Wiring It Into a Host

A server sitting in a terminal isn’t useful until a host launches it. For Claude Desktop or Claude Code, you register the server in a config file, telling the host what command to run to start it:

{
  "mcpServers": {
    "h3-geo": {
      "command": "python",
      "args": ["/absolute/path/to/h3_server.py"]
    }
  }
}

On startup, the host launches that command as a subprocess and immediately performs the initialize handshake from earlier over the process’s stdin/stdout. From that point on, when the model decides it needs to convert coordinates to an H3 cell, the host sends tools/call exactly like the demo above, and your Python function runs.

Tools, Resources, and Prompts Are Different Things

It’s worth being precise about MCP’s three primitives, because they get conflated in casual writing:

Tools are functions the model can choose to invoke — they have side effects or do computation, and the model decides when to call them based on the conversation.

Resources are data the host can read and attach to context — a file, a database row, a URL — without the model “calling” anything. They’re closer to attachments than actions.

Prompts are reusable, parameterised templates the server exposes, so a host can offer “use this server’s recommended workflow” rather than the model improvising one from scratch.

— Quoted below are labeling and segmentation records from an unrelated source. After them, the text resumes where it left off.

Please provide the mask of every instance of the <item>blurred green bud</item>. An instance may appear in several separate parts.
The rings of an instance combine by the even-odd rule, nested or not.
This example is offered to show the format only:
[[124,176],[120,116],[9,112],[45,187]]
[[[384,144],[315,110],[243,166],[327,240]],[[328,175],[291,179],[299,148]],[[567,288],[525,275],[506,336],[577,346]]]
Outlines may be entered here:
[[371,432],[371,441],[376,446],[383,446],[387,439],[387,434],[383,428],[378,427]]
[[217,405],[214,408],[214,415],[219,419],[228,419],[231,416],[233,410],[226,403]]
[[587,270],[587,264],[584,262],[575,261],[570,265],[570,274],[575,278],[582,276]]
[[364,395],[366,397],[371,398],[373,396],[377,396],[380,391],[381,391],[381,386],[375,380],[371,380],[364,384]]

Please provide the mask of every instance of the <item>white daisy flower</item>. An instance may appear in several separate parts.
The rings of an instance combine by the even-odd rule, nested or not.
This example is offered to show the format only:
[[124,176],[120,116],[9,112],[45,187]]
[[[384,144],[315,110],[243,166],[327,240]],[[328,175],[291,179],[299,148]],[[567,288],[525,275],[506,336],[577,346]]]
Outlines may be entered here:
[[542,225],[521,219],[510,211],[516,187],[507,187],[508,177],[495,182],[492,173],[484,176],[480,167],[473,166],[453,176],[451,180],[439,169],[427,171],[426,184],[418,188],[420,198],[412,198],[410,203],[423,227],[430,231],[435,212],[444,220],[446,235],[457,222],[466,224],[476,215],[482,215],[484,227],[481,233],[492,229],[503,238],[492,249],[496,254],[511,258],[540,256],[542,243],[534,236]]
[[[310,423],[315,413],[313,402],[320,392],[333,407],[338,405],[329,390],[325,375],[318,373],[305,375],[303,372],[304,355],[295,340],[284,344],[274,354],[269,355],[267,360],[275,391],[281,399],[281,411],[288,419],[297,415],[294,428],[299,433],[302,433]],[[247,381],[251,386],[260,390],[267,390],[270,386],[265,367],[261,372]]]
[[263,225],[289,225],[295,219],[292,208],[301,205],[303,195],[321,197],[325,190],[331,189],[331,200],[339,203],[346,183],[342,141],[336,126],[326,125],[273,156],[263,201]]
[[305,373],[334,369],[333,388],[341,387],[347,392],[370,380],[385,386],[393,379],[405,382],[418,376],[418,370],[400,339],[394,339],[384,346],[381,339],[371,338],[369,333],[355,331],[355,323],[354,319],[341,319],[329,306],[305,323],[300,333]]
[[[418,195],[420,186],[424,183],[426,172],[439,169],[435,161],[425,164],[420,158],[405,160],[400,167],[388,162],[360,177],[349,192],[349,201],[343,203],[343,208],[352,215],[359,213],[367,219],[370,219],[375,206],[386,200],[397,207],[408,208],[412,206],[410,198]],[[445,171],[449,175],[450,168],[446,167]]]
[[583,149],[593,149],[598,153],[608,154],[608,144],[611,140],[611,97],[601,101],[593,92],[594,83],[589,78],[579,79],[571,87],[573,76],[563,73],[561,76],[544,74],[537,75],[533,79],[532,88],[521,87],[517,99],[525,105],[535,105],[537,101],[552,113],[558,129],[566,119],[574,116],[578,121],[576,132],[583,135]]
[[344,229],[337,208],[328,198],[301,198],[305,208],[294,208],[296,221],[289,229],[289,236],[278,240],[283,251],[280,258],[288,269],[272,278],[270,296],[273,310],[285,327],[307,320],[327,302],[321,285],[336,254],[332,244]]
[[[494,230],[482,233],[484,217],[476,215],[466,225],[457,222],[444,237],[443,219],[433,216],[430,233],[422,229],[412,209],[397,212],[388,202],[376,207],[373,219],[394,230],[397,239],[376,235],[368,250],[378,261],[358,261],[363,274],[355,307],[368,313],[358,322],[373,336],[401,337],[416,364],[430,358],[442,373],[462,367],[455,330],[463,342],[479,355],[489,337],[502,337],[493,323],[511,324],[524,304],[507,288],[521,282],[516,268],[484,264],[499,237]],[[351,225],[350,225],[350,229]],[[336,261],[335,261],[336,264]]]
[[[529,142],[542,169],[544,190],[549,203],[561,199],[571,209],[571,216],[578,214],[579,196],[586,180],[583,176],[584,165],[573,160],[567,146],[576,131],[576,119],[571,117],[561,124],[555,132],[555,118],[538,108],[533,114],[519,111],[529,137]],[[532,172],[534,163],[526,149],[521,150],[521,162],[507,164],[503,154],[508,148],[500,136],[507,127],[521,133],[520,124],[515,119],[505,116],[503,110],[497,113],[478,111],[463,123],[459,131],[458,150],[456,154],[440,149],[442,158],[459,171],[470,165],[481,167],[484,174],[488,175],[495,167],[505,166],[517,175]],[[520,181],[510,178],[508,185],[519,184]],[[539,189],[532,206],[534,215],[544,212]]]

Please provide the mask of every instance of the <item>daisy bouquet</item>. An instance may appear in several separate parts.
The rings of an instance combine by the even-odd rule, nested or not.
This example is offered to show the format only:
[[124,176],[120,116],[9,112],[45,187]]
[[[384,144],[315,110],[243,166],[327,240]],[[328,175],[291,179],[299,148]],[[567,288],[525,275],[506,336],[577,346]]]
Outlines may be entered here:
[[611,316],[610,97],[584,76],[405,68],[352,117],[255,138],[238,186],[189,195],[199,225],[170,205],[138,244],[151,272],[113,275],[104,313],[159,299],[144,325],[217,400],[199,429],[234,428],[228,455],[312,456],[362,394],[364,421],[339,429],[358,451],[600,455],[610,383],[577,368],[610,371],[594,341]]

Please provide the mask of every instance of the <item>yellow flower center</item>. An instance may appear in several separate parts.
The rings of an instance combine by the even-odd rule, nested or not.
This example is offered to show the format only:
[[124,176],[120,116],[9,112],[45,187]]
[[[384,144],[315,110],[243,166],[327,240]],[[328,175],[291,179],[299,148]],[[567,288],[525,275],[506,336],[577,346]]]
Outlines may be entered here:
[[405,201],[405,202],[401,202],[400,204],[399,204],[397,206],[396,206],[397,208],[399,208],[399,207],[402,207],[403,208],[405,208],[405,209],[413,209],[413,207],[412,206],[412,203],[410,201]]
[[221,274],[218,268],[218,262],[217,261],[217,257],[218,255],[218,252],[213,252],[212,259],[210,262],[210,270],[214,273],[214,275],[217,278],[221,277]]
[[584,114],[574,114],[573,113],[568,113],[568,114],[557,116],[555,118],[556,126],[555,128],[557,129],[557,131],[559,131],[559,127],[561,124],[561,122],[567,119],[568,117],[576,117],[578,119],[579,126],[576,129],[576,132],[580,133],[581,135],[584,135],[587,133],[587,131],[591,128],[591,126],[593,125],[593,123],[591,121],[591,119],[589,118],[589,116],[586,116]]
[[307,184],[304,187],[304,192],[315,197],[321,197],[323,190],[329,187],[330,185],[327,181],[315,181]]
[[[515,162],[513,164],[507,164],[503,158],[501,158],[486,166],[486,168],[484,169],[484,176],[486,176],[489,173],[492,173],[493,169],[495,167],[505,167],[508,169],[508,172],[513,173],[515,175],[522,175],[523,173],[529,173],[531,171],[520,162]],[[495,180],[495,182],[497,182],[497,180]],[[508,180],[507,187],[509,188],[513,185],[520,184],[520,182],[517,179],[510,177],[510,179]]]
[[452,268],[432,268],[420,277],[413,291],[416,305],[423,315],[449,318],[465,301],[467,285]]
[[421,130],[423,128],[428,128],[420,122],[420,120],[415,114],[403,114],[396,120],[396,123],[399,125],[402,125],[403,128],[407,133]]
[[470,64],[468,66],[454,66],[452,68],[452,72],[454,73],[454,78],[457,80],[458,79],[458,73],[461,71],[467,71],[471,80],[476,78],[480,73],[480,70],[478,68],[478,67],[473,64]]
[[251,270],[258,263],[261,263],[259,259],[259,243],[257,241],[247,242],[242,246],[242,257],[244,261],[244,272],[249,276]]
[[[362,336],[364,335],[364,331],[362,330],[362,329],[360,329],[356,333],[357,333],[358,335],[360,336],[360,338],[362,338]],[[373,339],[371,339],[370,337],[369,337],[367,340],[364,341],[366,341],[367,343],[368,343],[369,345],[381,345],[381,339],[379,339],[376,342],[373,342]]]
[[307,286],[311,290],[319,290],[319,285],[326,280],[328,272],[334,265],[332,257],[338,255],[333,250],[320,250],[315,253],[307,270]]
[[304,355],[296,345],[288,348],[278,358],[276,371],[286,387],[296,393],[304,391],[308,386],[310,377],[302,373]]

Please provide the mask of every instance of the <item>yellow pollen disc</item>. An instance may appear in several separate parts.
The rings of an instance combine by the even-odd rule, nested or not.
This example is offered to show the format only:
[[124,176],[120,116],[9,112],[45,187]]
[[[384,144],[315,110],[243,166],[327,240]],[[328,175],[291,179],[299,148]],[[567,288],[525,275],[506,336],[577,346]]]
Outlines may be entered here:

Most servers people build start with tools alone, and that covers the great majority of real use cases — resources and prompts matter most once you’re exposing a server to multiple different hosts with different needs.

The Trust Boundary You Cannot Skip

An MCP server runs arbitrary code with whatever permissions you grant it, and its output becomes part of the model’s context — which means a malicious or compromised server can attempt prompt injection through a tool result, not just through user input. Two practical rules follow directly from that:

Only install MCP servers from sources you trust, the same way you’d vet any dependency that executes code on your machine — a server is not sandboxed by the protocol itself.

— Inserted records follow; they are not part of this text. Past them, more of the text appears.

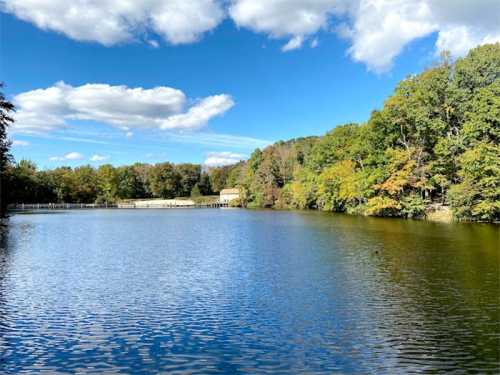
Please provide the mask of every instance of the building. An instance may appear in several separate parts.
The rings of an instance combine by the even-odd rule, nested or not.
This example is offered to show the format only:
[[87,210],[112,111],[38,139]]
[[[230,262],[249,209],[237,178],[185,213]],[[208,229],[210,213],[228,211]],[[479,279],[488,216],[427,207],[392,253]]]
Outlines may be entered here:
[[240,189],[222,189],[220,191],[220,202],[229,203],[234,199],[239,199]]

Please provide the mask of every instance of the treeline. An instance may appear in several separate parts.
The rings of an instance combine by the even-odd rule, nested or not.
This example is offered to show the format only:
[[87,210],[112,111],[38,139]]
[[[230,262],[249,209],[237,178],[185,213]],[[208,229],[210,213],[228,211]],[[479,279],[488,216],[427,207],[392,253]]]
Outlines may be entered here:
[[199,165],[8,168],[14,202],[94,202],[206,195],[240,188],[243,207],[422,217],[451,207],[459,219],[500,220],[500,44],[401,81],[363,124],[278,142],[249,160]]
[[[500,44],[410,76],[367,123],[278,142],[234,166],[245,207],[500,220]],[[233,185],[231,181],[228,185]]]
[[138,198],[198,197],[228,183],[227,167],[202,171],[198,164],[81,166],[38,170],[27,160],[7,168],[11,203],[113,203]]

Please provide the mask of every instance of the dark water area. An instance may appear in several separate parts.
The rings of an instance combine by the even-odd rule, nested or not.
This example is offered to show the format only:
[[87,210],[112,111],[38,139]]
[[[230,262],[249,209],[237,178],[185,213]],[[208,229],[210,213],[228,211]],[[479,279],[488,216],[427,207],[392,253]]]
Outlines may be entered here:
[[0,373],[500,372],[500,229],[317,212],[10,218]]

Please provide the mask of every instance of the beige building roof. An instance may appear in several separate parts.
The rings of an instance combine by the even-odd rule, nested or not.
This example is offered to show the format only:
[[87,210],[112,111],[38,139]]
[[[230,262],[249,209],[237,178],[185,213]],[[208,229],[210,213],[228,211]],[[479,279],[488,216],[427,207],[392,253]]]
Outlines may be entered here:
[[240,194],[240,189],[222,189],[220,194]]

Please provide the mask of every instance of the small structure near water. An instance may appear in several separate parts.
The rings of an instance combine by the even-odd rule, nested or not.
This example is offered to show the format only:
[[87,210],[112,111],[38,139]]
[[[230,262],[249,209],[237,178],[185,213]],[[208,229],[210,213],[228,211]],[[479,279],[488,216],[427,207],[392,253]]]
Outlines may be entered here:
[[235,199],[240,198],[240,189],[233,188],[233,189],[222,189],[220,191],[220,198],[219,201],[221,203],[229,203]]

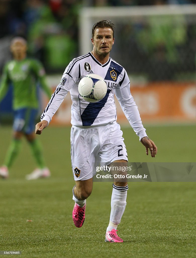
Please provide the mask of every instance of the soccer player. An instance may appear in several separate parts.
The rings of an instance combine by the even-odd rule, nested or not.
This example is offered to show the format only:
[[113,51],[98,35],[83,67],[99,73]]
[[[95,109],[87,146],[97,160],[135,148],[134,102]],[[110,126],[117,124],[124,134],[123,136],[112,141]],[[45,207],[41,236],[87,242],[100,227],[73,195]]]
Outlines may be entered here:
[[[110,20],[101,21],[94,25],[91,38],[93,51],[70,62],[41,116],[41,122],[35,126],[35,133],[40,134],[69,91],[73,101],[71,159],[76,183],[73,189],[73,199],[75,203],[73,218],[78,228],[84,223],[86,199],[92,190],[93,163],[99,161],[109,164],[127,162],[122,132],[116,122],[114,94],[145,146],[146,154],[148,154],[149,149],[152,157],[155,157],[157,153],[157,147],[146,134],[130,92],[127,72],[110,57],[114,42],[114,24]],[[78,90],[80,80],[91,73],[101,76],[108,85],[105,97],[95,103],[85,101],[80,96]],[[110,218],[105,241],[121,242],[123,240],[118,235],[117,228],[126,204],[127,182],[114,182],[113,187]]]
[[[6,178],[8,170],[19,151],[21,138],[25,136],[35,158],[37,168],[26,176],[28,180],[47,177],[50,172],[46,167],[40,143],[34,132],[35,119],[38,111],[38,83],[51,97],[50,89],[46,83],[45,71],[38,61],[26,57],[27,45],[23,38],[16,37],[12,41],[11,50],[13,59],[4,69],[0,84],[0,101],[6,94],[11,83],[13,86],[13,107],[14,111],[13,138],[0,168],[0,176]],[[3,146],[2,146],[3,147]]]

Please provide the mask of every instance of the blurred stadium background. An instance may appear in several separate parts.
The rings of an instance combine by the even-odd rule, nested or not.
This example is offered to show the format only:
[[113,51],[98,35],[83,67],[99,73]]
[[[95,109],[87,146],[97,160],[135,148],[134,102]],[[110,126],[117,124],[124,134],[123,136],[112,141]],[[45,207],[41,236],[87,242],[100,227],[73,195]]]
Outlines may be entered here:
[[[143,123],[158,147],[156,160],[146,156],[117,103],[130,162],[195,162],[195,2],[0,0],[0,70],[11,58],[11,39],[23,36],[29,55],[42,62],[54,89],[71,60],[92,49],[94,23],[110,19],[116,28],[111,56],[130,76],[131,92]],[[40,93],[41,114],[48,100]],[[10,140],[12,94],[11,87],[0,103],[0,165]],[[110,183],[95,183],[88,200],[86,221],[79,231],[74,227],[71,104],[68,96],[49,128],[38,136],[51,178],[25,180],[34,164],[24,140],[10,178],[0,180],[0,251],[21,251],[24,257],[75,257],[77,252],[78,257],[90,254],[97,258],[109,252],[114,257],[194,258],[195,183],[130,184],[128,205],[119,226],[123,230],[120,235],[126,243],[118,248],[100,243],[108,222],[111,187]],[[102,202],[101,210],[97,208],[97,196]],[[28,219],[33,223],[26,222]]]
[[[116,26],[111,56],[122,64],[130,76],[131,91],[143,122],[194,123],[194,2],[0,0],[0,19],[3,25],[0,28],[0,70],[11,58],[11,39],[23,36],[28,42],[29,55],[43,63],[48,83],[54,89],[70,61],[92,49],[93,24],[110,19]],[[10,122],[12,118],[11,94],[11,89],[0,104],[2,123],[5,120]],[[43,98],[40,98],[40,113],[48,100],[43,101]],[[70,125],[71,104],[67,98],[53,119],[53,124]],[[128,124],[117,105],[119,122]]]

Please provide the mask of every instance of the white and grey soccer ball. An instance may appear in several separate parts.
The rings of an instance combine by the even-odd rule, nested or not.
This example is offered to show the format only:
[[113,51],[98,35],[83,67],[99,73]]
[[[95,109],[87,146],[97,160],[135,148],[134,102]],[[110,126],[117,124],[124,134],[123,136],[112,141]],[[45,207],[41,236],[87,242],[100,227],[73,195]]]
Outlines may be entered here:
[[92,74],[81,79],[78,85],[78,91],[86,101],[97,102],[105,96],[107,87],[106,83],[101,76]]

Treat tool output, not just tool input, as untrusted text if the server reads from anywhere outside your control (a web page, a third-party API, a shared file). A tool that fetches a webpage and returns its content is handing the model text that page’s author wrote, and the model has no inherent way to distinguish “data to summarise” from “instructions to follow” unless the host and server are designed with that distinction in mind.

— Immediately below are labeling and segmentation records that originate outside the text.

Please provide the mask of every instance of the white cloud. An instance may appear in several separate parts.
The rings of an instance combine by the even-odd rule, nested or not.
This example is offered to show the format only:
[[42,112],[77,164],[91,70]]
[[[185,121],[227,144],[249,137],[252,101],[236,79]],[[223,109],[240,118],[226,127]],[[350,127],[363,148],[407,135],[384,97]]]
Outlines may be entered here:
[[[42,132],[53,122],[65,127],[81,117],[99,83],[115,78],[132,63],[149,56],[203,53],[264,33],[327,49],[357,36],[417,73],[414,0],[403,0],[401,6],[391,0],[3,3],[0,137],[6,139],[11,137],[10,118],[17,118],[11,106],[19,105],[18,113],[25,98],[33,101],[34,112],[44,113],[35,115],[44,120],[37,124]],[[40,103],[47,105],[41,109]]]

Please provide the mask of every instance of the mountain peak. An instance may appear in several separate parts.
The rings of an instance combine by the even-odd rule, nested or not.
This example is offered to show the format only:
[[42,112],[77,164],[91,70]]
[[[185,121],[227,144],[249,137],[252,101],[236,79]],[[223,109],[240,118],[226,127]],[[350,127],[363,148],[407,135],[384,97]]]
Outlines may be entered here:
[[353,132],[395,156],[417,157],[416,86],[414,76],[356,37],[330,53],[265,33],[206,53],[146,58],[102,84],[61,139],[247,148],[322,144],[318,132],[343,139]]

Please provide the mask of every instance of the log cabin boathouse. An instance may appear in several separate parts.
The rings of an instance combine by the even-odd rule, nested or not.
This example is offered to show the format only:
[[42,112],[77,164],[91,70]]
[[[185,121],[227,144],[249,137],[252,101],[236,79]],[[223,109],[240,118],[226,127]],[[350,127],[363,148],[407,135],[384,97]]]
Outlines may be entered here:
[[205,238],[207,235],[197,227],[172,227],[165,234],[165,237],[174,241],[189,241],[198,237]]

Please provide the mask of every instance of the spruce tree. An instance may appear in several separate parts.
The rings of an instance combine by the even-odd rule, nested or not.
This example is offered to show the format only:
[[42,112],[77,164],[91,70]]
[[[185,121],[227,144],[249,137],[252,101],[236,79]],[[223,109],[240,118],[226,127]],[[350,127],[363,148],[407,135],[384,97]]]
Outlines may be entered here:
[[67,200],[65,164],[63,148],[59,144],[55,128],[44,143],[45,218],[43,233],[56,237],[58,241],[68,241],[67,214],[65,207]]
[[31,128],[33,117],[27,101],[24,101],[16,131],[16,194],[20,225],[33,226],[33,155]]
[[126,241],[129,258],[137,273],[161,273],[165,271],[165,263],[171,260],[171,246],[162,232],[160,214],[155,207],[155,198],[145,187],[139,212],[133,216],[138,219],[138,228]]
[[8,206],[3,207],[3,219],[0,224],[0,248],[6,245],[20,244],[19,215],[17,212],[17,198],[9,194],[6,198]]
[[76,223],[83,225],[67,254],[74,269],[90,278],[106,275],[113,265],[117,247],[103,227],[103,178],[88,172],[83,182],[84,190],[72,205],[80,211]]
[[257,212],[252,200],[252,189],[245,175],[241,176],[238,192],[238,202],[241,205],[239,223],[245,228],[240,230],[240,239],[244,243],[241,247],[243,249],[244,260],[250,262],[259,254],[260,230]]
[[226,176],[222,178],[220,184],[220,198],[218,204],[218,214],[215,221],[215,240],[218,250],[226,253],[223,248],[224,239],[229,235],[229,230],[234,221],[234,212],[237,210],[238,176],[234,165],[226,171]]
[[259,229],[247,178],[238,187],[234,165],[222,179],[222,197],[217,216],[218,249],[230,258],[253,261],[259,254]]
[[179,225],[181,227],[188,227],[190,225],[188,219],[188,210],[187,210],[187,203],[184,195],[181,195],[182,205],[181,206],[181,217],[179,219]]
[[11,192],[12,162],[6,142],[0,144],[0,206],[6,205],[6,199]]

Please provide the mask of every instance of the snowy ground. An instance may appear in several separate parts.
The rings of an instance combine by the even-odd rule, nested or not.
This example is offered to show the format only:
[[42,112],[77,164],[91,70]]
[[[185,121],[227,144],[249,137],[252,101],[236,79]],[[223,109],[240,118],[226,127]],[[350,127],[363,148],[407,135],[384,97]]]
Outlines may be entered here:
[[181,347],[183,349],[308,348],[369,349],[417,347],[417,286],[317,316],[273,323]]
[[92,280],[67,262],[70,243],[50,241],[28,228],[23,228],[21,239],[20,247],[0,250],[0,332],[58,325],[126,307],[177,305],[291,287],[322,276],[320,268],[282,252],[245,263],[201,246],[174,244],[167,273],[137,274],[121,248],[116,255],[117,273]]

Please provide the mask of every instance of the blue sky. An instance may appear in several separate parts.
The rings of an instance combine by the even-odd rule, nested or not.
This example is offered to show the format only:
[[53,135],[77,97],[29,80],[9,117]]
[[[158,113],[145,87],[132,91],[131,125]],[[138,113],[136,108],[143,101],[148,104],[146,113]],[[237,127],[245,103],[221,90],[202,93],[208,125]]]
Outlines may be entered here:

This is the same reasoning that applies to any plugin architecture that grants code execution — MCP didn’t invent the problem, but its growing adoption means more people are wiring untrusted tools into models for the first time, often without realising the trust boundary has moved.

Where This Goes Next

MCP’s real value shows up once you have more than one server. A single host — Claude Desktop, Claude Code, a custom agent — can run a filesystem server, a database server, and a domain-specific server like the H3 one above simultaneously, and the model composes calls across all of them using the identical protocol each time. That composability, more than any individual feature, is why MCP spread as fast as it did: the cost of adding a new capability to an AI application dropped from “write a custom integration” to “point the host at a server.”